Further, it was alleged that he failed to break, swerve, slow down or in any other manner manage or control the said motor vehicle and therefore was reckless, careless, and drove dangerously. He was also accused of attempting to overtake the motor cycle when it was not safe to do so. The evidence of the rider and the respondent viewed against that of the motor vehicle driver carries more weight.
The motor vehicle was behind the motor cycle. There was no evidence that he hooted before he started to overtake the motor cycle. There is no evidence that he swerved or braked to avoid the collision. Considering that the motor cycle was ahead of the motor vehicle, the learned trial magistrate cannot be faulted for holding the driver solely responsible for the accident.

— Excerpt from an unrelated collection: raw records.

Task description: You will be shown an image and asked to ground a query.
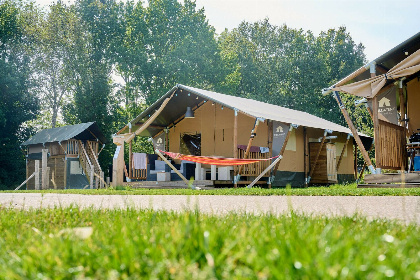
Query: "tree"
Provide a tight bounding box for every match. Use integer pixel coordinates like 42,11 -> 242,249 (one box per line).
218,21 -> 367,128
0,1 -> 39,189
111,0 -> 223,105
33,2 -> 79,128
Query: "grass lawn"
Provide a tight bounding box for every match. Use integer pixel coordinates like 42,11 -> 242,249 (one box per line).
10,183 -> 420,196
1,207 -> 419,279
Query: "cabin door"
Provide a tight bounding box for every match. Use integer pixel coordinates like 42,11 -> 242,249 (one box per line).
326,143 -> 337,182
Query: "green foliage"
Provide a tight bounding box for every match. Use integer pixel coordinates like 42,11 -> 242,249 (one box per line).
0,1 -> 39,189
218,21 -> 367,127
0,207 -> 419,278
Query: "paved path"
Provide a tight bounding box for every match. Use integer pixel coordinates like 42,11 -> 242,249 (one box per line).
1,193 -> 419,224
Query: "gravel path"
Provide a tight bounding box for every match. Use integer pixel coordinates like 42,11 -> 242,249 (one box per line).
1,193 -> 419,224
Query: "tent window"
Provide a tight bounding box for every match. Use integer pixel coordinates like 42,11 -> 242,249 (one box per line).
180,133 -> 201,156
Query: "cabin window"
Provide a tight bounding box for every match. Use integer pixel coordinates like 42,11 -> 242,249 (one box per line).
285,130 -> 296,151
70,161 -> 83,175
180,133 -> 201,156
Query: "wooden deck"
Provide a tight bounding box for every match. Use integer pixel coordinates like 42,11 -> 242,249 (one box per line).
125,180 -> 215,189
358,183 -> 420,188
124,179 -> 269,189
359,172 -> 420,188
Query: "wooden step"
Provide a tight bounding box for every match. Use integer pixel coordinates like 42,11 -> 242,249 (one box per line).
364,173 -> 420,184
358,183 -> 420,188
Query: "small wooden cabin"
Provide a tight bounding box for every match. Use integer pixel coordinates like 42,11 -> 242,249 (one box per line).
322,31 -> 420,186
22,122 -> 106,189
113,85 -> 371,187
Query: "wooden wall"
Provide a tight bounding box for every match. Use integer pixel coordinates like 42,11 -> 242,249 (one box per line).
26,156 -> 66,189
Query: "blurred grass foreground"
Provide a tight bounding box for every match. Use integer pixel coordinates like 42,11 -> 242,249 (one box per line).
1,206 -> 419,279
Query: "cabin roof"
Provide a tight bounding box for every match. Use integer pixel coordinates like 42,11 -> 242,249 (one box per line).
22,122 -> 107,146
118,84 -> 370,140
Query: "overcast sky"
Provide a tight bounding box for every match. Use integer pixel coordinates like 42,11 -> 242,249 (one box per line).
35,0 -> 419,61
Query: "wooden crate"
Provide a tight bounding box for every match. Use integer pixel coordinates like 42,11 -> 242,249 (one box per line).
309,142 -> 337,184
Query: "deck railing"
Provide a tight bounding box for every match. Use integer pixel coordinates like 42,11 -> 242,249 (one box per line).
66,139 -> 79,156
78,140 -> 94,186
237,148 -> 270,177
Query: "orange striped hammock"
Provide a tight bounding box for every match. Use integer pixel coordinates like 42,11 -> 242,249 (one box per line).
160,150 -> 279,166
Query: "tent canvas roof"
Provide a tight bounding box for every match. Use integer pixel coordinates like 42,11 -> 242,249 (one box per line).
119,84 -> 370,139
328,31 -> 420,89
22,122 -> 107,146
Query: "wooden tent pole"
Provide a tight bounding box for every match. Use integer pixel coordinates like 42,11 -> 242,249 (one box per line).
238,118 -> 262,175
247,156 -> 282,188
336,134 -> 351,171
332,91 -> 376,174
354,142 -> 358,179
233,109 -> 238,188
125,93 -> 174,143
358,161 -> 367,181
372,95 -> 381,171
399,78 -> 409,139
267,120 -> 273,188
128,124 -> 132,179
370,69 -> 381,173
307,130 -> 328,184
272,124 -> 293,174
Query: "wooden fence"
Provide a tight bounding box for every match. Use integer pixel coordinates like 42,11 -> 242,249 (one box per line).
377,120 -> 406,170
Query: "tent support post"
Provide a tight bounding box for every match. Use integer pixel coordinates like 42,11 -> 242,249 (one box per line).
247,156 -> 282,188
354,142 -> 358,179
128,123 -> 132,179
372,95 -> 381,173
267,120 -> 273,188
237,117 -> 263,180
337,134 -> 351,171
233,109 -> 238,188
307,130 -> 328,184
272,124 -> 293,175
304,127 -> 309,187
125,93 -> 174,143
332,91 -> 375,174
370,68 -> 382,174
155,149 -> 194,189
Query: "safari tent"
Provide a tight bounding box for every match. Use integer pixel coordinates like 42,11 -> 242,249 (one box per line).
322,31 -> 420,186
113,85 -> 371,187
22,122 -> 107,189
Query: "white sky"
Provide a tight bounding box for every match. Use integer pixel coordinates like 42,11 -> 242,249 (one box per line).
35,0 -> 420,61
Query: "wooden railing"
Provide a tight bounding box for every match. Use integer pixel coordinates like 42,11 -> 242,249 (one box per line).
86,141 -> 102,174
131,168 -> 147,180
78,140 -> 94,186
237,148 -> 270,177
66,139 -> 79,156
377,120 -> 406,170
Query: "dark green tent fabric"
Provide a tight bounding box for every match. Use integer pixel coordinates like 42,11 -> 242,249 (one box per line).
22,122 -> 107,146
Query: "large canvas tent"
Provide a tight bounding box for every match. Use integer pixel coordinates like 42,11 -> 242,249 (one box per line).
322,31 -> 420,185
22,122 -> 107,189
113,85 -> 371,187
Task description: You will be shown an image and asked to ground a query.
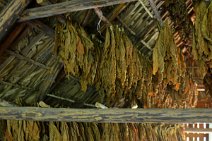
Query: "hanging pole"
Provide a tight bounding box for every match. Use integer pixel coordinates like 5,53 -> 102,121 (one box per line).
0,107 -> 211,123
19,0 -> 137,22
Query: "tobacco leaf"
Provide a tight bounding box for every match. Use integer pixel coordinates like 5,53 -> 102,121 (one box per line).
49,122 -> 61,141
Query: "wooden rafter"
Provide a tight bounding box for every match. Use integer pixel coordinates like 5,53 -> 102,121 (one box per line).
148,0 -> 163,27
19,0 -> 137,21
0,107 -> 211,123
0,0 -> 31,42
0,23 -> 26,57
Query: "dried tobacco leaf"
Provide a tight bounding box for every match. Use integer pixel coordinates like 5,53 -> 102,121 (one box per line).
60,122 -> 69,141
49,122 -> 61,141
192,1 -> 212,75
56,20 -> 97,92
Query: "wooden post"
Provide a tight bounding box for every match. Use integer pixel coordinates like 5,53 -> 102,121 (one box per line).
0,0 -> 31,42
20,0 -> 137,21
0,107 -> 211,123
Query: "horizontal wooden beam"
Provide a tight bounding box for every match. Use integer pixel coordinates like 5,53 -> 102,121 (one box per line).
0,107 -> 211,123
185,128 -> 212,133
20,0 -> 137,21
0,0 -> 31,42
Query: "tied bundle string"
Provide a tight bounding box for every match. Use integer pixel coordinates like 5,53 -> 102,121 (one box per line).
97,15 -> 102,35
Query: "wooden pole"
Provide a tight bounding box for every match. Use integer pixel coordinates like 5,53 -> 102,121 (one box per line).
0,107 -> 211,123
0,0 -> 31,42
19,0 -> 137,21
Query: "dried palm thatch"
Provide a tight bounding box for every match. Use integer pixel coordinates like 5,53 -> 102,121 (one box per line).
0,26 -> 61,105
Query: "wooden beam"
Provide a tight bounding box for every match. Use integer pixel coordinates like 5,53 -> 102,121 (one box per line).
185,128 -> 212,133
0,107 -> 211,123
0,23 -> 26,57
20,0 -> 137,21
148,0 -> 163,27
0,0 -> 31,42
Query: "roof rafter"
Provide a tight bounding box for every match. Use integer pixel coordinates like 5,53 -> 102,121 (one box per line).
19,0 -> 137,22
0,0 -> 31,42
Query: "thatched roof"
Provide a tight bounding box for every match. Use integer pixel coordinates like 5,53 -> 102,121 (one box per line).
0,0 -> 212,140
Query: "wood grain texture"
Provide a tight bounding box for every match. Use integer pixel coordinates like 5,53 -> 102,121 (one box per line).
0,0 -> 31,42
0,107 -> 211,123
20,0 -> 137,21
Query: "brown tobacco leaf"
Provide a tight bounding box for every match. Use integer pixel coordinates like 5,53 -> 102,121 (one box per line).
76,39 -> 84,55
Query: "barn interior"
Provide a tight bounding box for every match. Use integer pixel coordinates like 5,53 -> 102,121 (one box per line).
0,0 -> 212,140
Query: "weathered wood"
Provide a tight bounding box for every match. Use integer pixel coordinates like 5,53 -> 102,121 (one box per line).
0,0 -> 31,42
148,0 -> 163,27
0,23 -> 26,57
20,0 -> 137,21
185,128 -> 212,133
0,107 -> 211,123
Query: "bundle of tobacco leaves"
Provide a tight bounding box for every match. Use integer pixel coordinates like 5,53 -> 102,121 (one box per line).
55,20 -> 99,91
96,26 -> 143,106
55,21 -> 144,107
153,21 -> 186,86
150,20 -> 198,108
55,19 -> 198,108
4,120 -> 184,141
192,1 -> 212,78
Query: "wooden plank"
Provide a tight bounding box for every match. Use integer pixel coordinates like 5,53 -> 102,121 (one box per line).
0,107 -> 211,123
186,133 -> 209,138
0,0 -> 31,42
20,0 -> 137,21
185,128 -> 212,133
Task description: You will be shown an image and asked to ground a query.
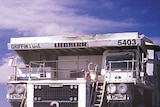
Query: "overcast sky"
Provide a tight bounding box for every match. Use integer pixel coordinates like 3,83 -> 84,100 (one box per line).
0,0 -> 160,106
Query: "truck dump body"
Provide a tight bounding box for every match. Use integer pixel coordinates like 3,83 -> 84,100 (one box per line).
8,32 -> 142,64
6,32 -> 160,107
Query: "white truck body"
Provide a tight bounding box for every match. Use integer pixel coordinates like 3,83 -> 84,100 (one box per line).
6,32 -> 160,107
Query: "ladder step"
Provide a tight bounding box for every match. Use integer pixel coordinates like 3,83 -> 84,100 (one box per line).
96,95 -> 102,98
97,90 -> 103,93
97,87 -> 102,90
96,99 -> 101,102
97,85 -> 102,87
94,104 -> 100,107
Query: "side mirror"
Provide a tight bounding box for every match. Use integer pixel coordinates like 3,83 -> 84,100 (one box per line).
142,53 -> 148,64
8,56 -> 15,66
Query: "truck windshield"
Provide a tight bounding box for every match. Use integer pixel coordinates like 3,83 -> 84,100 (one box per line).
106,53 -> 135,71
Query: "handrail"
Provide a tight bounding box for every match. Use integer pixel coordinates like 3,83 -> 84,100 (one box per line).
105,60 -> 138,81
99,75 -> 107,106
13,60 -> 101,81
20,88 -> 27,107
107,60 -> 138,72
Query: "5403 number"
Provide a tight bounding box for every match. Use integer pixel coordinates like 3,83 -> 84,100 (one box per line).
118,39 -> 137,46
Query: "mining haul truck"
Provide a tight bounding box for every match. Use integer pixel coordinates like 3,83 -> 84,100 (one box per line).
6,32 -> 160,107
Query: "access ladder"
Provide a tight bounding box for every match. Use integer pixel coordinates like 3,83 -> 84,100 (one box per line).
93,80 -> 106,107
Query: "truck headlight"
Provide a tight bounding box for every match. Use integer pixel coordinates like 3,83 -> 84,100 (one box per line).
15,84 -> 26,94
7,84 -> 15,94
117,84 -> 128,94
107,84 -> 116,93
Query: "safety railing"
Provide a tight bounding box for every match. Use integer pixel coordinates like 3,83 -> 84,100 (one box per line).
9,59 -> 100,81
106,60 -> 138,81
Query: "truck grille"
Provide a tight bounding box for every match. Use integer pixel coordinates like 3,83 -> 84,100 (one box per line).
34,85 -> 78,107
34,102 -> 77,107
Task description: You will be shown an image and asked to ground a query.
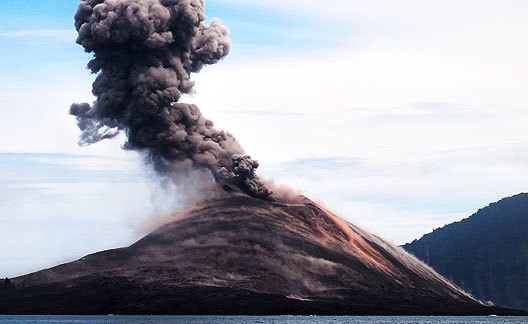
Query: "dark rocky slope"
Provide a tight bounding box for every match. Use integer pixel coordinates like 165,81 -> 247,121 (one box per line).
1,195 -> 523,315
404,193 -> 528,311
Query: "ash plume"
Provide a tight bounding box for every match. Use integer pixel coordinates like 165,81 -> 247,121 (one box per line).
70,0 -> 272,200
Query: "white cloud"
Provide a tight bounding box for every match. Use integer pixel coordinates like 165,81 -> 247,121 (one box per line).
189,46 -> 528,165
0,29 -> 77,43
188,0 -> 528,168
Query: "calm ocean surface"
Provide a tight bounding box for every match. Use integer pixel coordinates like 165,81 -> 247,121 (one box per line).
0,316 -> 527,324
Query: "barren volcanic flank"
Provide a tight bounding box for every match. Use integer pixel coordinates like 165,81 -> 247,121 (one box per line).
0,195 -> 520,315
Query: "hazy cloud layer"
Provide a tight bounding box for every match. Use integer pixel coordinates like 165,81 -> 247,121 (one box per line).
0,153 -> 176,277
3,150 -> 528,278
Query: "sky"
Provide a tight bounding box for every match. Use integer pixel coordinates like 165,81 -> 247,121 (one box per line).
1,0 -> 528,277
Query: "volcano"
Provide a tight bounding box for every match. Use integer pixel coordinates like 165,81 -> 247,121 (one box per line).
0,195 -> 522,315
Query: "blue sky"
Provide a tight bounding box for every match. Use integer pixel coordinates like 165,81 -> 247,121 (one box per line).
1,0 -> 528,277
0,0 -> 349,74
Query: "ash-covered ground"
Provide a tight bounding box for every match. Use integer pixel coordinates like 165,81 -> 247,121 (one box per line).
1,194 -> 523,315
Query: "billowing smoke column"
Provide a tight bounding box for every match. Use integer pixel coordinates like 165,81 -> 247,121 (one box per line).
70,0 -> 272,200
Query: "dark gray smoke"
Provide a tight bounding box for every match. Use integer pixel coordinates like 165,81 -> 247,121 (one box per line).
70,0 -> 272,199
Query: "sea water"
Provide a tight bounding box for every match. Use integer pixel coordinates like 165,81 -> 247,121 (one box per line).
0,316 -> 527,324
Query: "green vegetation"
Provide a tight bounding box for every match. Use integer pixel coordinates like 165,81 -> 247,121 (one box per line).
404,193 -> 528,310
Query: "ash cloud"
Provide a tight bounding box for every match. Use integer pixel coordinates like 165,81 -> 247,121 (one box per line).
70,0 -> 272,200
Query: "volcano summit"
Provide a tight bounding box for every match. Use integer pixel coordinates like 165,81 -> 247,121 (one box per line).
0,195 -> 521,315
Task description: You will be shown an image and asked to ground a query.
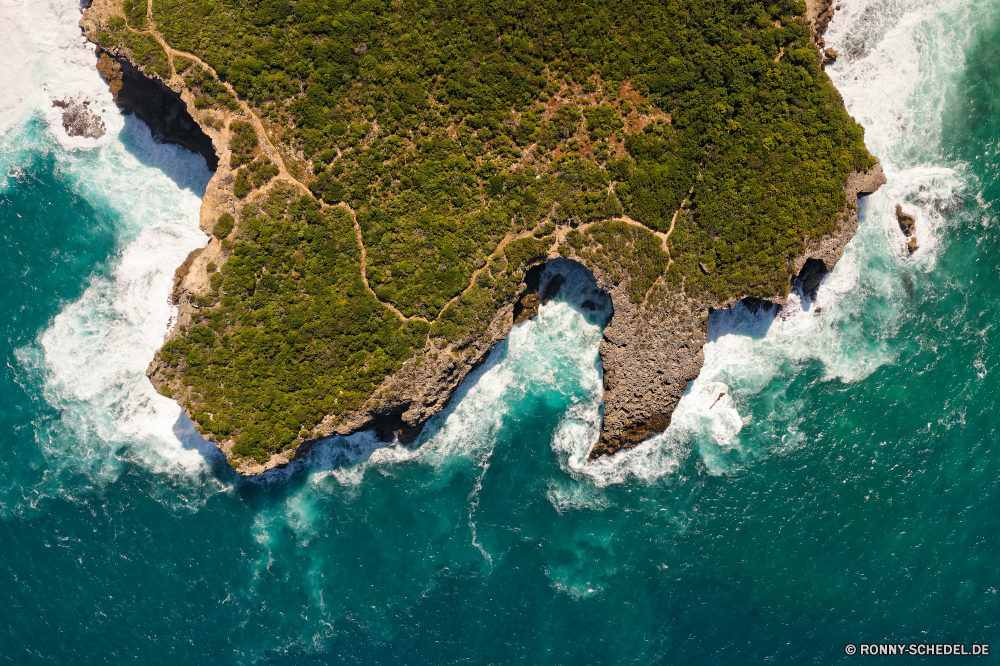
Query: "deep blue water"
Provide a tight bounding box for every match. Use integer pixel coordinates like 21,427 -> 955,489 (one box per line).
3,0 -> 1000,663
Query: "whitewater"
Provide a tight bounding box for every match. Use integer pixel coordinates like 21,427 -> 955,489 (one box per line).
2,0 -> 999,662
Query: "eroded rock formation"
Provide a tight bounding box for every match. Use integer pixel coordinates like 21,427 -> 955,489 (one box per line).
84,0 -> 887,475
52,98 -> 106,138
589,162 -> 886,459
94,47 -> 218,170
896,204 -> 919,254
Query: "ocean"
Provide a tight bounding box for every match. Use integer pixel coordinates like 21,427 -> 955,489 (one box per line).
2,0 -> 999,662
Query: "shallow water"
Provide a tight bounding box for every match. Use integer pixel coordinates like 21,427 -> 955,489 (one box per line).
3,0 -> 1000,663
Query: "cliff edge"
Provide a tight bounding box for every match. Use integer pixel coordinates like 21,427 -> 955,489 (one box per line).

On quantum, the learned trial magistrate referred to some decided cases on comparable injuries. The margin was not too far to be said that he applied wrong principles. If anything the award was within the acceptable range.
On the award of Kshs. 300,000/= for future medical expenses, the figure is contained in the medical report by Doctor Bhanji. In his evidence the respondent said he had not recovered and that the wires used to manage the injury were yet to be removed. He had asked the court for medical expenses and costs for future treatment. That evidence was given by the doctor as contained in the medical report.
I am unable to fault the learned trial magistrate in both liability and quantum. The end result is that this appeal is therefore dismissed with costs to the respondent.
Dated, signed and delivered at Nairobi this 13th Day of June, 2016.